The largest piece is an imposing figure of a seated Chiang, removed from a government office in the southern city of Kaohsiung in 2007. Close by are two scultures of Chiang's son Chiang Ching-kuo, who along with his father oversaw decades of political purges known as the "White Terror".

Today the statues are less revered monuments and more popular selfie spots, where tourists pose alongside the hotchpotch of weathered busts and towering casts.

"We don't see (these) statues as political totems. We treat them as historical and cultural heritage," said Huang Chao-jin, a Taoyuan official.

Like the pro-slavery Confederate leader Robert Lee, Chiang's role in his country's past continues to polarise its present.

Both generals fought and lost civil wars; both are symbols of a noble past to their supporters, and of a dark, best-forgotten history to their detractors.

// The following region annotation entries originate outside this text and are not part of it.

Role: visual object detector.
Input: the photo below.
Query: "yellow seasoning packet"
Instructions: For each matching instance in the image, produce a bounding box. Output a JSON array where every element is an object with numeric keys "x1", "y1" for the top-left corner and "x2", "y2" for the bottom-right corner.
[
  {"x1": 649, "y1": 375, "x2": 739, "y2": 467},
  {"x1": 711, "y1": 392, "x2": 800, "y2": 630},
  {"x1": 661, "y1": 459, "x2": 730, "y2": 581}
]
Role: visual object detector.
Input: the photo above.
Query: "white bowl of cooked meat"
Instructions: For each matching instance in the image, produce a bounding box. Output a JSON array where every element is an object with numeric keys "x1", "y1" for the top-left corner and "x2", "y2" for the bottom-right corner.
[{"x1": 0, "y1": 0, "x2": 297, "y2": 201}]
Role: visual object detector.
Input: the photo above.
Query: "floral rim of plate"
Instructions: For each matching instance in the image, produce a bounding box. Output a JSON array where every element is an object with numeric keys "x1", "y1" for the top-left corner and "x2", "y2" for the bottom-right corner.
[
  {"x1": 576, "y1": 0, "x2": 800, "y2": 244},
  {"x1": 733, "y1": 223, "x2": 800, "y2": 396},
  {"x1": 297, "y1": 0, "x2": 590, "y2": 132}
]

But while lawmakers and activists in America’s South grapple over whether to destroy, cover up or honour memorials to Lee and his fellow generals, Taiwanese authorities say the relocated Chiang statues -- shorn of their original context -- have lost their partisan edge, and have become a popular tourist draw.

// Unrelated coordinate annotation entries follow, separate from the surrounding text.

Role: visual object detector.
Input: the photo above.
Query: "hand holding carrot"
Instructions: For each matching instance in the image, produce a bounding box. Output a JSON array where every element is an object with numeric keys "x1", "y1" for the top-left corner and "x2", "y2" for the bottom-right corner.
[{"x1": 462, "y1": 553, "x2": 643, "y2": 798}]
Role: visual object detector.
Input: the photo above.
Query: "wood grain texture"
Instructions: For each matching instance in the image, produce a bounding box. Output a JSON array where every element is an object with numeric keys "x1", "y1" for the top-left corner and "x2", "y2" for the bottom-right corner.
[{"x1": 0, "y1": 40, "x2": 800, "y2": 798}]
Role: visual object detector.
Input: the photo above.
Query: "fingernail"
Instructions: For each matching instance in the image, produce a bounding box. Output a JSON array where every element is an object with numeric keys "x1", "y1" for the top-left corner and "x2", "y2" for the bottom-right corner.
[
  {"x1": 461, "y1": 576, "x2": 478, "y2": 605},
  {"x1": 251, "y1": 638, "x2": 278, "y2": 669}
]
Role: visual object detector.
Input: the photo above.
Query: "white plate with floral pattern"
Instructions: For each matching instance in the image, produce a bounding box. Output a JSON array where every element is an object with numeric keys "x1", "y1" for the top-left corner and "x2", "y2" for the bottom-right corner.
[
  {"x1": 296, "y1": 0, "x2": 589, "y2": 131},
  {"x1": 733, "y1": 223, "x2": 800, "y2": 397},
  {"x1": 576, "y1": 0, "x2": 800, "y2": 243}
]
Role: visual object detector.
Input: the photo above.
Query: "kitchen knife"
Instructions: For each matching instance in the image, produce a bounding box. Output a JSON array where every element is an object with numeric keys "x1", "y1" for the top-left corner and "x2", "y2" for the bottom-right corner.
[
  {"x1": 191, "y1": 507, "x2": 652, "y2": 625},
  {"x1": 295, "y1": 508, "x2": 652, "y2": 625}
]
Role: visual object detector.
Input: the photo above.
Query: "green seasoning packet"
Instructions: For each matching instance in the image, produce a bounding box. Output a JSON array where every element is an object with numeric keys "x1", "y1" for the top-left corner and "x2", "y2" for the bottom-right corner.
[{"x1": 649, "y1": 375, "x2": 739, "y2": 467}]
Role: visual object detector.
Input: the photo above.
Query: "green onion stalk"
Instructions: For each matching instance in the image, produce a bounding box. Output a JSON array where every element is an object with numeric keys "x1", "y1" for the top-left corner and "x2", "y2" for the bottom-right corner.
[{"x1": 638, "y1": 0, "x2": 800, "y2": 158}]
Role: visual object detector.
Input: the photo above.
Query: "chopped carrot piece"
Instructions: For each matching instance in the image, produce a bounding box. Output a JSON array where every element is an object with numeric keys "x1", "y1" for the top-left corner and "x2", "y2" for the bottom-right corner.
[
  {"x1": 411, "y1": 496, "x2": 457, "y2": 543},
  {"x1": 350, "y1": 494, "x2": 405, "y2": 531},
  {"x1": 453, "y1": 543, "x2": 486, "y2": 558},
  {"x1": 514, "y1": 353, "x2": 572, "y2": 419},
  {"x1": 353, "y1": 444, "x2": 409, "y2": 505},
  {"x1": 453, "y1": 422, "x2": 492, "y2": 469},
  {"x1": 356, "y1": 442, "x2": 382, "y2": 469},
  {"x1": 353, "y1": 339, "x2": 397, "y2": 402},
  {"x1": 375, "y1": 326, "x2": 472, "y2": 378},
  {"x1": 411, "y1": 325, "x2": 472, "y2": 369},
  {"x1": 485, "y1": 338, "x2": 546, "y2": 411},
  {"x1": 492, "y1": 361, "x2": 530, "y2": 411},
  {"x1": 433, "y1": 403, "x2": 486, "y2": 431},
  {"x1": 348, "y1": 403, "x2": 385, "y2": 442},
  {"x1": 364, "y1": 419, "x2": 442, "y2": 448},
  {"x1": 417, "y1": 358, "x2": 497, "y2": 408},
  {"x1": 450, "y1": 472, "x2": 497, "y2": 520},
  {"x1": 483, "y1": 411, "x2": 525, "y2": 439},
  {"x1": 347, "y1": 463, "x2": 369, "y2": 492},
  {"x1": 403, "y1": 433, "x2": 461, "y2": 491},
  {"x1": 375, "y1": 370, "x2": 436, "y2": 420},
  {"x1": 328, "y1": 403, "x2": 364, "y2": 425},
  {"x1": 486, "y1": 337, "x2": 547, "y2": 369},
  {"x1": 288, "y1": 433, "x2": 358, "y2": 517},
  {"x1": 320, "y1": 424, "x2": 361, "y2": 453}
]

Although there is no tally of visitor numbers to the statue park, located a stone's throw from Chiang’s mausoleum in northern Taoyuan city, about 2.2 million come to the area.

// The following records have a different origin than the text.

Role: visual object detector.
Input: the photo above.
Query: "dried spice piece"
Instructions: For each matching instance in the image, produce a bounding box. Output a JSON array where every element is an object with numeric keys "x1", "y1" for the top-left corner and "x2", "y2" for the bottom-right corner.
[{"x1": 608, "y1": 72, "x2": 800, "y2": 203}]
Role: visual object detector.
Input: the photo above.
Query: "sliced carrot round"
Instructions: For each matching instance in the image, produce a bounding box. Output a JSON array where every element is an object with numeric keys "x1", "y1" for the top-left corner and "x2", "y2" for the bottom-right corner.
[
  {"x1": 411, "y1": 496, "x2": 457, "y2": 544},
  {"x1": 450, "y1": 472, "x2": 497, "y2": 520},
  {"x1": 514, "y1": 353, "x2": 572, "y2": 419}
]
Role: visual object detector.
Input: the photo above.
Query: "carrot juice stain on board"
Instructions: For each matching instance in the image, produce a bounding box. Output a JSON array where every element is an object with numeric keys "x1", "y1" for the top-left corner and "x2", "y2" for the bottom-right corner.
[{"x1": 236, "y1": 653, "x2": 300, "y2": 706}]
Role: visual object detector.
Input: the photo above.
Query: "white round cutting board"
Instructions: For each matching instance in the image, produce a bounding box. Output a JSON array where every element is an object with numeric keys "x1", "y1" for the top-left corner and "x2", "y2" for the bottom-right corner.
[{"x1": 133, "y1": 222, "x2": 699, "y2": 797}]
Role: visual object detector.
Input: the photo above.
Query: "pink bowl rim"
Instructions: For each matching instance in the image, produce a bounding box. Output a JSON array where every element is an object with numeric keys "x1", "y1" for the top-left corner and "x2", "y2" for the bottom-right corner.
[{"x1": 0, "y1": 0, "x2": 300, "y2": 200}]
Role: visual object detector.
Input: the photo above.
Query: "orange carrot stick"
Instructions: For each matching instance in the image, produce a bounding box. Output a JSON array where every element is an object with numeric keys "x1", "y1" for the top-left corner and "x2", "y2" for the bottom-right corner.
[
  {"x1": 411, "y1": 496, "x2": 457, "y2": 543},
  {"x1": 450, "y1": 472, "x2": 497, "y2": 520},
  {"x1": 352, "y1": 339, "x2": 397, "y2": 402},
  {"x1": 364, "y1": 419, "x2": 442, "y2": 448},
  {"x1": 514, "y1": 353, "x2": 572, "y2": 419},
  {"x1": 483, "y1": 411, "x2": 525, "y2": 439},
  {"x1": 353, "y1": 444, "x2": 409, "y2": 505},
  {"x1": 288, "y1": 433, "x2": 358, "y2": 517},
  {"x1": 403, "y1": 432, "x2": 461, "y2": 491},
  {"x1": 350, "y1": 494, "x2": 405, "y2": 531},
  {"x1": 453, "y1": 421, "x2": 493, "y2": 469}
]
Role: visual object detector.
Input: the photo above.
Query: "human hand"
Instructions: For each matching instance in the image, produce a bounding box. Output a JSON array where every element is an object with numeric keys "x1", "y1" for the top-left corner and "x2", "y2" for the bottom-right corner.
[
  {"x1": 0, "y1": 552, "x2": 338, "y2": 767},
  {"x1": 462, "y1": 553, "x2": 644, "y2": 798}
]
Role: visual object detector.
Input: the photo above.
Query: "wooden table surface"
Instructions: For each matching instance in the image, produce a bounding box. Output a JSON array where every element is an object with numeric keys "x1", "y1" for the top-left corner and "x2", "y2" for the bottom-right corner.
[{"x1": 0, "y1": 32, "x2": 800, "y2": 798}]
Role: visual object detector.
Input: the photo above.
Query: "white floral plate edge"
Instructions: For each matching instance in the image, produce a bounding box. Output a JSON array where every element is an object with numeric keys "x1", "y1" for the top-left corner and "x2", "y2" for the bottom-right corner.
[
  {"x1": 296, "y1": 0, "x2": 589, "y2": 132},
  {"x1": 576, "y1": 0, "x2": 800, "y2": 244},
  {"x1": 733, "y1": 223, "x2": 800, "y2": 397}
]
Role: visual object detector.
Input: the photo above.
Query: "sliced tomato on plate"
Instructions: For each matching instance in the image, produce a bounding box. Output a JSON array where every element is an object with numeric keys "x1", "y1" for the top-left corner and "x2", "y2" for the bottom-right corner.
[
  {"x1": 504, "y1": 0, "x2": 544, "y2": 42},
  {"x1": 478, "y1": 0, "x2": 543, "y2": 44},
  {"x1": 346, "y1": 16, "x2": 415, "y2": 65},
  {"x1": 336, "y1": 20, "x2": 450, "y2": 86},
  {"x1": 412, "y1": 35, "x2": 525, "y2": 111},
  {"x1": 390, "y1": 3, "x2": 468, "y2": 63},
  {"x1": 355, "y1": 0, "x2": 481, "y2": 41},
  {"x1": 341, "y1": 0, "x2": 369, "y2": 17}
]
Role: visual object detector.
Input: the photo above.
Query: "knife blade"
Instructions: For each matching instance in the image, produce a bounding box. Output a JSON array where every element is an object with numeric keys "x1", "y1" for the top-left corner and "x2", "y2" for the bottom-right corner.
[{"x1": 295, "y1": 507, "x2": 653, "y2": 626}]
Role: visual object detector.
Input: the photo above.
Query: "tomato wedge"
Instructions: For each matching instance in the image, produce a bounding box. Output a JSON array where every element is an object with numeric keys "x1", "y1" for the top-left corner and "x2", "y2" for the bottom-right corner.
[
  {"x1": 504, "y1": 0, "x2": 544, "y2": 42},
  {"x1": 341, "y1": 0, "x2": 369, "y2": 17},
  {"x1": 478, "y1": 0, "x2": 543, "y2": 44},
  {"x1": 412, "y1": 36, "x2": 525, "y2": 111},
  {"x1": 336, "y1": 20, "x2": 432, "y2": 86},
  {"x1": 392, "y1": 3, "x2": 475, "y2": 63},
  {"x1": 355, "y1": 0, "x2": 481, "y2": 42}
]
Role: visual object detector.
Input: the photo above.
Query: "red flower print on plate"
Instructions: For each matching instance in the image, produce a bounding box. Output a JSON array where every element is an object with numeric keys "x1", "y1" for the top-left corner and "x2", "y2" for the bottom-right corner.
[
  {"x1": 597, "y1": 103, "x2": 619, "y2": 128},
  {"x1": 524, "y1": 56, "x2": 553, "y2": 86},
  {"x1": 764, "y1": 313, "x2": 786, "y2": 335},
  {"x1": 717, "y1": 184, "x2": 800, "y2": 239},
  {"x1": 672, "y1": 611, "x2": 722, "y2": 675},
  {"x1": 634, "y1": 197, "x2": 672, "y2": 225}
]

Among them, citizens of now-democratic Taiwan who have come to pay respects to a man who waged war against communist China. They rub shoulders with visitors from the mainland who remember a leader who fought bravely against the Imperialist Japanese.

"Mr Chiang was an extraordinary man. We in China are grateful for what he did in the war against the Japanese," said Dai Yukuan from China's Anhui province, visiting Taiwan for the first time.

"After all, it is all in the past. What we Chinese really want is cross-strait peace."

'Deep scar'
The serene park offers a stark contrast to events in Charlottesville earlier this month, where a violent rally by right-wing groups to protest removal of a statue of Robert Lee descended into chaos.

One woman was killed after a white supremacist allegedly ploughed his car into a group of anti-racism counter-protestors.

President Donald Trump condemned the "foolish" removal of Confederate statues, saying US culture and history were being "ripped apart."

In Taiwan, the debate over history continues, but is more measured.

In the capital Taipei earlier this year, a memorial hall named after Chiang stopped selling souvenirs depicting the former leader.

The decision was taken on the 70th anniversary of a brutal massacre of protesters by troops from Chiang's Kuomintang (KMT) party, when the now democratic island was still under martial law.

Taiwan's culture minister said at the time that Chiang had left a "deep scar hidden in the hearts of all Taiwanese".

But at the statue park, even as the number of memorials grows each year, their divisive power appears to have drained away.

"It doesn't feel like the statues were moved here willingly to be commemorated," said Taiwanese Lin Hui-chun, 33. "There's more a feeling of abandonment."